Terry Tate and Reebok: Knocking Governor Palin Unconscious (this is funny?)

October 20, 2008 by

So let’s see: a video depicting a violent attack on Governor Palin is not only okay and but just hilarious since she’s a public figure and is therefore fair game (asking for it). That’s different from hurting regular women, because violence against women is wrong.

Got it? Fictional violence against Governor Palin is fine, but real violence against regular women is wrong, because one is fiction (ha ha—awesome!), and the other is real (very very bad), and there is absolutely no connection between the two.

Riiiiiiiiiight—and football players never beat up women. Or kill them.

Read on:

“Terry Tate”, a former football player who’s real name is Lester Speight, is a character originally featured in a series of Reebok TV commercials, where he appeared as the “Office Linebacker”, violently tackling people for various work-related infractions.

Lately, he seems to have re-invented himself as a political commentator. In the following YouTube video, he tackles Governor Palin as she converses with Katie Couric. After he hits her, she lies immobile on the ground, apparently unconscious.

Speight uses the same schtick in the anti-Palin ad as he did when he was knocking men over in Reebok ads. In the following ad from that Reebok campaign, Speight (as Tate) calls one of his male victims “bitch,” and threatens another, calling him “woman.” Does Reebok thinks it’s acceptable to degrade men by calling them “bitches” or “women”, as if being a woman is a shameful thing?

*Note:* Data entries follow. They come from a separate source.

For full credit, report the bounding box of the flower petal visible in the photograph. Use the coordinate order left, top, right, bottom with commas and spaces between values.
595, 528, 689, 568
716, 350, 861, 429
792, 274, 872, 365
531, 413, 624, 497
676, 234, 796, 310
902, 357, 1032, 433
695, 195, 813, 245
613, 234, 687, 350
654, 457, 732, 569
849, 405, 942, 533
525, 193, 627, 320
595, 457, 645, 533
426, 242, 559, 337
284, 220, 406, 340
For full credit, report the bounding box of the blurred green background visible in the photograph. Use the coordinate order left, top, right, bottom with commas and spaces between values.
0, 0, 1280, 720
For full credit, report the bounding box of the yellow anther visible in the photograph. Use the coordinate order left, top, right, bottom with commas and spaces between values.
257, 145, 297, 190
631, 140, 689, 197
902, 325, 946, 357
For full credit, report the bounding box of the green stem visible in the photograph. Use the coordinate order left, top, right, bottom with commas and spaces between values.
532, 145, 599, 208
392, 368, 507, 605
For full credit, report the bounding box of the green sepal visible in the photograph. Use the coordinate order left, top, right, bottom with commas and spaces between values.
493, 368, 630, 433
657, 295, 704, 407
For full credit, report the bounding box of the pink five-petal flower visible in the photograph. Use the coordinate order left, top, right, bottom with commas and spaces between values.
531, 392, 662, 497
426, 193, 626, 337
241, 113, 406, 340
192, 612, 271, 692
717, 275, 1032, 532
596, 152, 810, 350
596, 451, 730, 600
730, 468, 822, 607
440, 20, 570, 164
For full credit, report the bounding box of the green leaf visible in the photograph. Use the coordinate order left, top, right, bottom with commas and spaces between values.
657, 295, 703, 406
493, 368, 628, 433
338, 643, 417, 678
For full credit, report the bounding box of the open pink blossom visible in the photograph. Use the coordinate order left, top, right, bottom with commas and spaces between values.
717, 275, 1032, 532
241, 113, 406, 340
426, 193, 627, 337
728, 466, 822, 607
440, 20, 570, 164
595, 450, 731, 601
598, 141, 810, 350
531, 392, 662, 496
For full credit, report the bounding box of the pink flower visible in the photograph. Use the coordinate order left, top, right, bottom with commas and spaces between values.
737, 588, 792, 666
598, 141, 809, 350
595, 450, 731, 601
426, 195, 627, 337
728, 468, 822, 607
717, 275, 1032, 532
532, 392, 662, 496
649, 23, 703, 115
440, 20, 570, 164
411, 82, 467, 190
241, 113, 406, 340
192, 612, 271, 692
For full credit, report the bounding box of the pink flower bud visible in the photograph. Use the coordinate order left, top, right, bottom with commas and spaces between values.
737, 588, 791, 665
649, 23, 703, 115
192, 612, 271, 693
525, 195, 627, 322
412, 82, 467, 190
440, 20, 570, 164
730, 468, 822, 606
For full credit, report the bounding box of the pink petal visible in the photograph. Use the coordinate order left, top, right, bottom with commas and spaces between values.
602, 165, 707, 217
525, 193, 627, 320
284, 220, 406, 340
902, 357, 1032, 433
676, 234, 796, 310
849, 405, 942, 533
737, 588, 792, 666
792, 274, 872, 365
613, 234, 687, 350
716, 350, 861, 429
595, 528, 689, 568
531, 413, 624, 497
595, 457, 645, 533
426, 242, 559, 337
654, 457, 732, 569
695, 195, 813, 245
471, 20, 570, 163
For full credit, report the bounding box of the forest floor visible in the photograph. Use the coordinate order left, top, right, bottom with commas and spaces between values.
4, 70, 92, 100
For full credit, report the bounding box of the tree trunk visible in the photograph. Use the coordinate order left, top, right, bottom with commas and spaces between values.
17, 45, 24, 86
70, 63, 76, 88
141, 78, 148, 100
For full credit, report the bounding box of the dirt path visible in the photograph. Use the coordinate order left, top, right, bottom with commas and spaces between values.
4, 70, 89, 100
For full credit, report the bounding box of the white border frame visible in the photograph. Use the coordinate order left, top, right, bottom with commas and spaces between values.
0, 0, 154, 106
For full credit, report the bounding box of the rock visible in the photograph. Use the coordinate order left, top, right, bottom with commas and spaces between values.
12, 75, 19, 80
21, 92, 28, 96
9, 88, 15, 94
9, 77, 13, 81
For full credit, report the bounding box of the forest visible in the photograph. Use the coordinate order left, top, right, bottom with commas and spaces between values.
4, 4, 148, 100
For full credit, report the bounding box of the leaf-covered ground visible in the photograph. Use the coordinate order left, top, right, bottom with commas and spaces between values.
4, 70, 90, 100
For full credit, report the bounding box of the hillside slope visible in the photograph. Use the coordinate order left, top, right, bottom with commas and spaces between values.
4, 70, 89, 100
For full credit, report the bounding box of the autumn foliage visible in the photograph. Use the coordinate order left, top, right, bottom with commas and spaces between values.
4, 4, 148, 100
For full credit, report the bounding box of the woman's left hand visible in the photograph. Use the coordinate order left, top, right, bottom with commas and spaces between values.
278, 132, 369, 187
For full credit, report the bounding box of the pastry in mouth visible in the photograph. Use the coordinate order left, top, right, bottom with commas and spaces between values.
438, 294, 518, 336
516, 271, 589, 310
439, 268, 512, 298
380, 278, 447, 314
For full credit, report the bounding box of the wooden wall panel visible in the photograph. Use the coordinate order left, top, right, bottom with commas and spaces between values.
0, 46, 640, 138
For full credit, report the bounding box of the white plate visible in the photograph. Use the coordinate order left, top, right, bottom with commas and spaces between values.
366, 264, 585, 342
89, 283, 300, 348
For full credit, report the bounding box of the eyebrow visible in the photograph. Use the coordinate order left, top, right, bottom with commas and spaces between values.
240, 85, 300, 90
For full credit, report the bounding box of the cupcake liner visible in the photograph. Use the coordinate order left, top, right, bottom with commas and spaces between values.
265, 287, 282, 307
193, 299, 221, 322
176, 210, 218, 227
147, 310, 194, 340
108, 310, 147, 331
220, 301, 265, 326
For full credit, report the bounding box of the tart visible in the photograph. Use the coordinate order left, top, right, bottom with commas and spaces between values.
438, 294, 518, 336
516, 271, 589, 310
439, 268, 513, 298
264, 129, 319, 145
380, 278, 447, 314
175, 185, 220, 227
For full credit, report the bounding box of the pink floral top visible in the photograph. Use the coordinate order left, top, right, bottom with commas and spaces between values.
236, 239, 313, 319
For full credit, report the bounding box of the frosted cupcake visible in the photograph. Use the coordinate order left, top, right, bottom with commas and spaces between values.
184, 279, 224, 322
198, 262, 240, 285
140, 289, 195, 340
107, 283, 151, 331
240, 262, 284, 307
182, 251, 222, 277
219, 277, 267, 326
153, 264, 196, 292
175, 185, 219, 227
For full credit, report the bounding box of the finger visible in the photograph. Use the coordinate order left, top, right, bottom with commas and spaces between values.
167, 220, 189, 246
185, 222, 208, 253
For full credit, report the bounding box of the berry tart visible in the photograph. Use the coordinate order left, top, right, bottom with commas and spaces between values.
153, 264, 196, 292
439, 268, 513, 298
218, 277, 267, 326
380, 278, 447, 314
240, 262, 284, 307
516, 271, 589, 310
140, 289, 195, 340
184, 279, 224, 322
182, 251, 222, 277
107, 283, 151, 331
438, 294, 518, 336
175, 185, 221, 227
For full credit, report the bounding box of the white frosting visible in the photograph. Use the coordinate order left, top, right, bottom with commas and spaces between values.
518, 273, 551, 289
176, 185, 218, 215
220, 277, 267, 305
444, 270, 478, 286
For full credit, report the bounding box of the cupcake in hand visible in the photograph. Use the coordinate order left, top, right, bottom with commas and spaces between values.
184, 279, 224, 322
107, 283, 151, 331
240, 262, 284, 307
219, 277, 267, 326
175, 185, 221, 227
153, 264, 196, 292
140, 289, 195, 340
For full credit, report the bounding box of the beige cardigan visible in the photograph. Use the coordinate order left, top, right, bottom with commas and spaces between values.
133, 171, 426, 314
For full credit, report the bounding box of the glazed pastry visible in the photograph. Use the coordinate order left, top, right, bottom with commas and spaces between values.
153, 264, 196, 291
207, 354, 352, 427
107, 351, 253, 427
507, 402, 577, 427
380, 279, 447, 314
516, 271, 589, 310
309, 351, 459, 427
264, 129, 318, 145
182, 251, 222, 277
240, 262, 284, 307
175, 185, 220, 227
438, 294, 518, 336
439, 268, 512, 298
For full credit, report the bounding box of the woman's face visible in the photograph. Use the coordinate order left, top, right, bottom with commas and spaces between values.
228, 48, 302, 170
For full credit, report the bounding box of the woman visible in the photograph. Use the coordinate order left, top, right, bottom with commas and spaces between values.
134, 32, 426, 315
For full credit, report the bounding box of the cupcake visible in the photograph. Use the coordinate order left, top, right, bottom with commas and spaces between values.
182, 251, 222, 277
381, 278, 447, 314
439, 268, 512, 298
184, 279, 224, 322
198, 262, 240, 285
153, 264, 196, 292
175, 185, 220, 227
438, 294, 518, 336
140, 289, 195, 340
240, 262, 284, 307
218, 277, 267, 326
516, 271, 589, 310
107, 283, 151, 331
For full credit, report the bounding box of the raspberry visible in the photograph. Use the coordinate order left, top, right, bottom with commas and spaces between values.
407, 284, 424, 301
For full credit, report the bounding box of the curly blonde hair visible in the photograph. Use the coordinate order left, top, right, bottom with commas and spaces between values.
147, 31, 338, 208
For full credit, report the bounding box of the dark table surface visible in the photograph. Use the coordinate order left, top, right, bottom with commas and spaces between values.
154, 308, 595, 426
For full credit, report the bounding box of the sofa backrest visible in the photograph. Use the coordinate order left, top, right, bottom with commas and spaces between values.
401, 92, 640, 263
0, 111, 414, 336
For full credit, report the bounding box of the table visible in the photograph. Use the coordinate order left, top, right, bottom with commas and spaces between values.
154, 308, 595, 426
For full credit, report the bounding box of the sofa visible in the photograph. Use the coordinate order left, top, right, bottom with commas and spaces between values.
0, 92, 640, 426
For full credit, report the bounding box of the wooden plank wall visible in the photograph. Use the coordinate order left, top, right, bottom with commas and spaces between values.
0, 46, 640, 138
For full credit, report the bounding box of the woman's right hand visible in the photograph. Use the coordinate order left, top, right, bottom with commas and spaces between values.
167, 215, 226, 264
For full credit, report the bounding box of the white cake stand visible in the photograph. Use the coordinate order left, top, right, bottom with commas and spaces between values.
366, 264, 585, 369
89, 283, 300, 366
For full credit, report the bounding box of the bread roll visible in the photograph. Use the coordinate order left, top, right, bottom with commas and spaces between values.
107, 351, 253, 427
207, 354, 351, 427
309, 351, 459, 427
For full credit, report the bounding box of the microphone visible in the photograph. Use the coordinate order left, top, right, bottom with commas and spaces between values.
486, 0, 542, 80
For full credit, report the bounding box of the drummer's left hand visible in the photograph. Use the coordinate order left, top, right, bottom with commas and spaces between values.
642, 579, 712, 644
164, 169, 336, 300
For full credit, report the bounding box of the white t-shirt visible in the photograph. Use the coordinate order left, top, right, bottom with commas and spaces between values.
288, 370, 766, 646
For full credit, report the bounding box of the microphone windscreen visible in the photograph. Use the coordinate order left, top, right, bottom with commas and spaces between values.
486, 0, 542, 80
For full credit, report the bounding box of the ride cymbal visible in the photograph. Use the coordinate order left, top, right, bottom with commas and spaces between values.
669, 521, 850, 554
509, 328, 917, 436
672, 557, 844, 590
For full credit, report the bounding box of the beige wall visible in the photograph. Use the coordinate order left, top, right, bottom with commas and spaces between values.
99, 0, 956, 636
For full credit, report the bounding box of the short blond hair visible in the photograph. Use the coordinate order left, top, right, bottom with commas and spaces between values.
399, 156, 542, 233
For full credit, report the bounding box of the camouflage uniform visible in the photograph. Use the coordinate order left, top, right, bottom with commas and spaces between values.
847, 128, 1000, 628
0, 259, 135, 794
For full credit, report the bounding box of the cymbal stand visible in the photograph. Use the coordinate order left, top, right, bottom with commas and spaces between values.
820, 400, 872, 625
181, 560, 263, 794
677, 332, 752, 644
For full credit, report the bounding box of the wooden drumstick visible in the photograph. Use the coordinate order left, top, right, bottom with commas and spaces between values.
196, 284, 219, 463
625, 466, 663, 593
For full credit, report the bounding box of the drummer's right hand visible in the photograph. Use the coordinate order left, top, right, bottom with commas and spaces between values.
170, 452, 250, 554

In a later Reebok ad, entitled “Sensitivity Training”, a busty, cleavage-flashing blonde forces Lester Speight’s character to suspend his reign as office enforcer, until he catches her making a sexual advance at a male mail clerk. He tackles her to the ground (but not unconscious). Is her sexy appearance indication that she was “asking for it”? Is that the message Reebok is willfully communicating—that it’s okay to assault a woman who presents as a sex object?

Lester Speight has taken the character and story from Reebok’s ad campaign and used it to depict a violent physical assault on Governor Palin. There is no appreciable difference between what Speight did for Reebok and what he’s doing now, as the original Reebok ads also depicted violence toward women and misogyny. Reebok needs to step up and take responsibility for this.

What you can do:

1) Let Reebok know that we expect a public statement disavowing their relationship to Lester Speight, and that you will boycott their products until they tell Speight to cease and desist (contact Daniel Sarro, Reebok Public Relations, at 781-401-5000 or email him at daniel.sarro@reebok.com/);

2) Start an email chain: Circulate these videos to your list of contacts and ask them to take these actions, too;

3) Contact Senator Biden’s office and ask Senator Biden to denounce this violent anti-Palin ad. With his background in domestic violence legislation, Senator Biden ought to be eager to speak out against this deplorable video. Senator Biden’s contact information – (202) 224-5042, or email him from his website: http://biden.senate.gov/services/contact/.

The following quotes are taken from the first ad in the series, “Terry’s World.” In each case, the speaker is Terry Tate addressing a man.

Coz Triple T’s up in this biiiitch!

Break was over 15 minutes ago, bitch!

Get ready for the pain woman. The pain train’s comin’. Woo-woo! Woo-woo!

Any bitch-ass think I’da lost a step, ’cause of what happened?

The subsequent Reebok ads dropped the homophobic/misogynist terms from the script, probably due to complaints by the public.